Have you read the Uniform Trade Secrets Act? Do you not see how this case might apply to that? I'm not saying it does, but I think there's enough there for it to go to court to find out for sure. The information on Apple products was so detailed it could only have come from an inside source. In my opinon, Think Secret had to have known it their source was breaking a NDA. Remember, this isn't an isolated incident. Think Secret had been doing this for some time and getting cease and desist orders from Apple which they obeyed. If they were in the right all along, why not ignore the C&Ds?

And you didn't answer the question on where the line is drawn. Ok, SSN numbers are not allowed, as that's an invasion of privacy. Can Think Secret publish employees' salaries if they have an HR person disclose that information to them? Or is the line "personal info bad, corporate info good?" And ifso, can Think Secret publish Apple's R&D budgets if a source gives them over? At what point does Think Secret (or the NY Times) have a responsibility to say "even though I'm getting information from inside Apple, this should not be published"?

Darrell

Dan, I may have missed it but I don't know where you think the line should be drawn between a journalist and 'not' a journalist.

Can anybody be journalist, in your view, just by saying "I am a journalist"?

If not, where is the line?

Cheers,

Darrell

Another Scott

In the recent Judith Miller (.PDF) ruling by the DC Court of Appeals the court cited lots of Supreme Court precedents that indicate bloggers have First Amendment protections. E.g. In Sentelle's concurring opinion (p.6):

The Supreme Court itself in Branzburg noted the difficult and vexing nature of this question, observing that applying such privilege would make it

necessary to define those categories of newsmen who qualify for the privilege, a questionable procedure in light of the traditional doctrine that liberty of the press is the right of the lonely pamphleteer who uses carbon paper or a mimeograph just as much as of the large metropolitan publisher who utilizes the latest photocomposition methods.

408 U.S. at 704. The Supreme Court went on to observe that “freedom of the press is a ‘fundamental personal right . . . not confined to newspapers and periodicals. It necessarily embraces pamphlets and leaflets . . . . The press in its historic connotation comprehends every sort of publication which affords a vehicle of information and opinion.’” Id. (quoting Lovell v. Griffin, 304 U.S. 444, 450, 452 (1938)). Are we then to create a privilege that protects only those reporters employed by Time Magazine, the New York Times, and other media giants, or do we extend that protection as well to the owner of a desktop printer producing a weekly newsletter to inform his neighbors, lodge brothers, co-religionists, or co-conspirators? Perhaps more to the point today, does the privilege also protect the proprietor of a web log: the stereotypical “blogger” sitting in his pajamas at his personal computer posting on the World Wide Web his best product to inform whoever happens to browse his way? If not, why not? How could one draw a distinction consistent with the court’s vision of a broadly granted personal right?

I think the California Judge is clearly wrong about the First Amendment aspects. Everyone, no matter how small, has First Amendment protections.

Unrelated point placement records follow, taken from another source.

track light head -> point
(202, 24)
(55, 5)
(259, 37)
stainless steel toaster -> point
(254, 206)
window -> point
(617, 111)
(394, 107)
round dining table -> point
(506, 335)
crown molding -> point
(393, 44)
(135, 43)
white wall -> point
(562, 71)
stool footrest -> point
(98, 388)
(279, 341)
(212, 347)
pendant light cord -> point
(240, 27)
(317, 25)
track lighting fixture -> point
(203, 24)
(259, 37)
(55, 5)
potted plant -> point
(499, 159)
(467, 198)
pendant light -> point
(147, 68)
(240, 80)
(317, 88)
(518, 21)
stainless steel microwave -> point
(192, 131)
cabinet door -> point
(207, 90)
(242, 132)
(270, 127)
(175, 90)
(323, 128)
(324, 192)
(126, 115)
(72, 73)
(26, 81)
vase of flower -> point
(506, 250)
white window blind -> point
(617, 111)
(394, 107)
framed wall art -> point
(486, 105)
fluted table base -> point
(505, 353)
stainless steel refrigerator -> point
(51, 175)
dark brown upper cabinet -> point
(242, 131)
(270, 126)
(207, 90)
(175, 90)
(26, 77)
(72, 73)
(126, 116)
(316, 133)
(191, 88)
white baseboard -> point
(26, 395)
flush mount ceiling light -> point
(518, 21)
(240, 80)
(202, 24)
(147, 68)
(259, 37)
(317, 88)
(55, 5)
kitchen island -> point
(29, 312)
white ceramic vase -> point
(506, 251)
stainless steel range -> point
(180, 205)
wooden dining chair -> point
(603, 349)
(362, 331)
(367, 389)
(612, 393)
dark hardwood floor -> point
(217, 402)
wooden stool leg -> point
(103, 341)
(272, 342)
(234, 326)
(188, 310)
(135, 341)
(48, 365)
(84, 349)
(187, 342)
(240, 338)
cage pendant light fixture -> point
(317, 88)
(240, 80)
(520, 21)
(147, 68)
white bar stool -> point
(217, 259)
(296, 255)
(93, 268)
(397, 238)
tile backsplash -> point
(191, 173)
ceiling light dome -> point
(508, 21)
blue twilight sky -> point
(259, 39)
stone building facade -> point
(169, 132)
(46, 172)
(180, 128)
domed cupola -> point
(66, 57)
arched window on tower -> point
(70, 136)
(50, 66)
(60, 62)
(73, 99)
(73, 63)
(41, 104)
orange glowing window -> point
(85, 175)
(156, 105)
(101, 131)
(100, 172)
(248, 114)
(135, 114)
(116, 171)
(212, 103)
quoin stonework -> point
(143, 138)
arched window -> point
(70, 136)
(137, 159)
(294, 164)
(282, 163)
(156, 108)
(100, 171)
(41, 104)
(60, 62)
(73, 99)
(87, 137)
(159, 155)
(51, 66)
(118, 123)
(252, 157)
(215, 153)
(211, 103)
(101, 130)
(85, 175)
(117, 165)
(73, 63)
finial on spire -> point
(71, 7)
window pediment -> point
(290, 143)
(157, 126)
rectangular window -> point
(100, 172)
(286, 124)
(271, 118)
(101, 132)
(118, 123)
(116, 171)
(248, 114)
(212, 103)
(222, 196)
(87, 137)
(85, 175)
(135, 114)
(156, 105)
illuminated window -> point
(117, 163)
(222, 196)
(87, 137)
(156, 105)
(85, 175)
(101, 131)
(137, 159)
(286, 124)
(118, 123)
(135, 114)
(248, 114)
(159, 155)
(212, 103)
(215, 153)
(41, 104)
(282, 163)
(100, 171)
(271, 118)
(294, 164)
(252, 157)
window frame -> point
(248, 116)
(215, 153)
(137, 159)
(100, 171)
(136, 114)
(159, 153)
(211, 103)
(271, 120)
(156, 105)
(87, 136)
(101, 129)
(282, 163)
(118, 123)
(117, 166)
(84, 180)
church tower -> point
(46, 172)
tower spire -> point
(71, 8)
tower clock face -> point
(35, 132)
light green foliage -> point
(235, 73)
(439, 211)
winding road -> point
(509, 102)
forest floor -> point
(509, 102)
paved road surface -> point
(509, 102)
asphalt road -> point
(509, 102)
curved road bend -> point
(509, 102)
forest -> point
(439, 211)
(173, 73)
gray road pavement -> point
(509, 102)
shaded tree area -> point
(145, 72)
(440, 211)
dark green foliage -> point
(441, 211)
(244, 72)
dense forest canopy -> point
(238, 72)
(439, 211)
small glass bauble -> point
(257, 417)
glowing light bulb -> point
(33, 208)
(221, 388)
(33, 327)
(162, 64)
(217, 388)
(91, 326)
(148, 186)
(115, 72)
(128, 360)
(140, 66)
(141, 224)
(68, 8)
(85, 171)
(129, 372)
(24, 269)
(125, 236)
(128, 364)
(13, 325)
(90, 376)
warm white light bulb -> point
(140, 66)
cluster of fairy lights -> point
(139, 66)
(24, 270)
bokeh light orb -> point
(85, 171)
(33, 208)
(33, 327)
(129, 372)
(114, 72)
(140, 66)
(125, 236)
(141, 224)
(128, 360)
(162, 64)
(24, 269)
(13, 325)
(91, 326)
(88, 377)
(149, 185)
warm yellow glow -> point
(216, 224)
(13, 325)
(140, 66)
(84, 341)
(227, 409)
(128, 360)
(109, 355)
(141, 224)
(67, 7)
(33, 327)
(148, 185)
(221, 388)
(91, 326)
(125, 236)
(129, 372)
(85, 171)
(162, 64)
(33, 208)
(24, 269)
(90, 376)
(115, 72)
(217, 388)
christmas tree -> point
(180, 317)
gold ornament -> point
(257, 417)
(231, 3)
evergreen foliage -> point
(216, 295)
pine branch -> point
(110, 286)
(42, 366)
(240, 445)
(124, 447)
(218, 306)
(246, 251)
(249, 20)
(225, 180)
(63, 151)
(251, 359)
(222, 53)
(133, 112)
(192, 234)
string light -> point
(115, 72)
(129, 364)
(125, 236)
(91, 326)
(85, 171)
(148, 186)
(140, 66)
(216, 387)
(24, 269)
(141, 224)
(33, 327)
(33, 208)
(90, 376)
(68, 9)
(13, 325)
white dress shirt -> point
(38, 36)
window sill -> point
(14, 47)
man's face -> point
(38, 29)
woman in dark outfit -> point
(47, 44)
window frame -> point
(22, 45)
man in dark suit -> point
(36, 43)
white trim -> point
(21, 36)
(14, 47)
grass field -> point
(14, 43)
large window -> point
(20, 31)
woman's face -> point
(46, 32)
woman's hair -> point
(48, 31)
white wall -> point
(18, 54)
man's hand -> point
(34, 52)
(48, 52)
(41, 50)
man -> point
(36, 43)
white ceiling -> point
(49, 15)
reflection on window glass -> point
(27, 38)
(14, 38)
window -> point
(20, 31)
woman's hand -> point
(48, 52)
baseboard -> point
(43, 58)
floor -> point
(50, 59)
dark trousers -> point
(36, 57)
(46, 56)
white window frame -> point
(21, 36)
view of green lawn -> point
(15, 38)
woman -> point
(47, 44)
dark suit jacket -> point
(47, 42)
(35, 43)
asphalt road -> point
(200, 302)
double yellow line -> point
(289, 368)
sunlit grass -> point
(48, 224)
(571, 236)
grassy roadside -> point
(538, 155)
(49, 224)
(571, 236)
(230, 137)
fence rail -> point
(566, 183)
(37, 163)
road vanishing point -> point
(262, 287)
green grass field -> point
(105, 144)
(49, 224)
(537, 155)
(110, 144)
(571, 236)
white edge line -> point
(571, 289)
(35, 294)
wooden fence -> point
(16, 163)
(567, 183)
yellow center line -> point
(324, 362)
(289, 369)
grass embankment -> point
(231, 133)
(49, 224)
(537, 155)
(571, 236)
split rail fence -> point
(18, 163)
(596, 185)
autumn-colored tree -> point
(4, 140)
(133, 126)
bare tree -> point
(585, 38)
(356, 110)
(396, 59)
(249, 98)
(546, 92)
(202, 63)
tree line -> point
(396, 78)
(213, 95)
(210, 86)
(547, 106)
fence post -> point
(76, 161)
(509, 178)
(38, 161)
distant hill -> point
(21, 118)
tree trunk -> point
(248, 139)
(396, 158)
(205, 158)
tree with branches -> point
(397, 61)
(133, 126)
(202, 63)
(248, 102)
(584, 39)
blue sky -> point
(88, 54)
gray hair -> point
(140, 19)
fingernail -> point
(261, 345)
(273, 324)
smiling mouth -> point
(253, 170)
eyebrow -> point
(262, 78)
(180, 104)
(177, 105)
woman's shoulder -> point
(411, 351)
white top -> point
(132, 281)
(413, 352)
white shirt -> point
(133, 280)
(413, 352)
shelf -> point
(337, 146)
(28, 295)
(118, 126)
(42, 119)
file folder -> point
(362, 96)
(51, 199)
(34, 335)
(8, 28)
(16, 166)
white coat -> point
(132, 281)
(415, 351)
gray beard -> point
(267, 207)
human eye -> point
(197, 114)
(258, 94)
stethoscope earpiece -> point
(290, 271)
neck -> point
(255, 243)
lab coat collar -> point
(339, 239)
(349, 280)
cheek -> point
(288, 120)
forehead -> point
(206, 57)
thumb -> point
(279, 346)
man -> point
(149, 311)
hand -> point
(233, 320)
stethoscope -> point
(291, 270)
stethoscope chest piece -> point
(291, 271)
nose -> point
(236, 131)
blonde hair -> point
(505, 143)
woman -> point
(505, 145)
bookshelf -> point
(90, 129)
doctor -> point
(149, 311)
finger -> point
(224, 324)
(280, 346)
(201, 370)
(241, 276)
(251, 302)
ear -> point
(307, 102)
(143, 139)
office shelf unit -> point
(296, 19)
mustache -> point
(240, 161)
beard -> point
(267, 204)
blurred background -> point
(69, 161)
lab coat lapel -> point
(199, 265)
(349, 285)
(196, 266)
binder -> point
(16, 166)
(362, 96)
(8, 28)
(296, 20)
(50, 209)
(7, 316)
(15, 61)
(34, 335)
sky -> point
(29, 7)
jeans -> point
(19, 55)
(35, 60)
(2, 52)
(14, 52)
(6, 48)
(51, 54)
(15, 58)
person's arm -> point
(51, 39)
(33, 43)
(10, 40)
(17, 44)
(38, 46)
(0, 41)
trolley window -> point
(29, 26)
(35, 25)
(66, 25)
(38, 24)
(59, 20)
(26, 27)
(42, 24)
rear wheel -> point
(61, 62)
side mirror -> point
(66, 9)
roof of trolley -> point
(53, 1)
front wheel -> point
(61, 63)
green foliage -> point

However, there is no federal protection that enables journalists to shield sources in grand juries, and I think the Miller opinion makes a good case that there shouldn't be. If everyone has First Amendment protections, then everyone can be a "journalist". If journalists can shield sources in grand juries and elsewhere, then everyone is shielded. That's clearly an untenable situation if the court system is to have a procedure to arrive at the truth.

State shield laws are different and addressed in the DC court opinion.

My $0.02.

Cheers,
Scott.

Herb

"There's no comparison with this case, which is about newsworthy information."

Dan, normally I'm with you, but I gotta disagree. On the server of every corporation in the world is information that the corporation wants kept confidential but would be considered 'newsworthy', whether it's the Windows source code, Boeing's plans for the 7E7, Lucas' script for the next Star Wars movie, my own acoustics R&D, or whatever. Are you saying that as long as someone is willing to break their confidentiality agreements, anything is fair game to print?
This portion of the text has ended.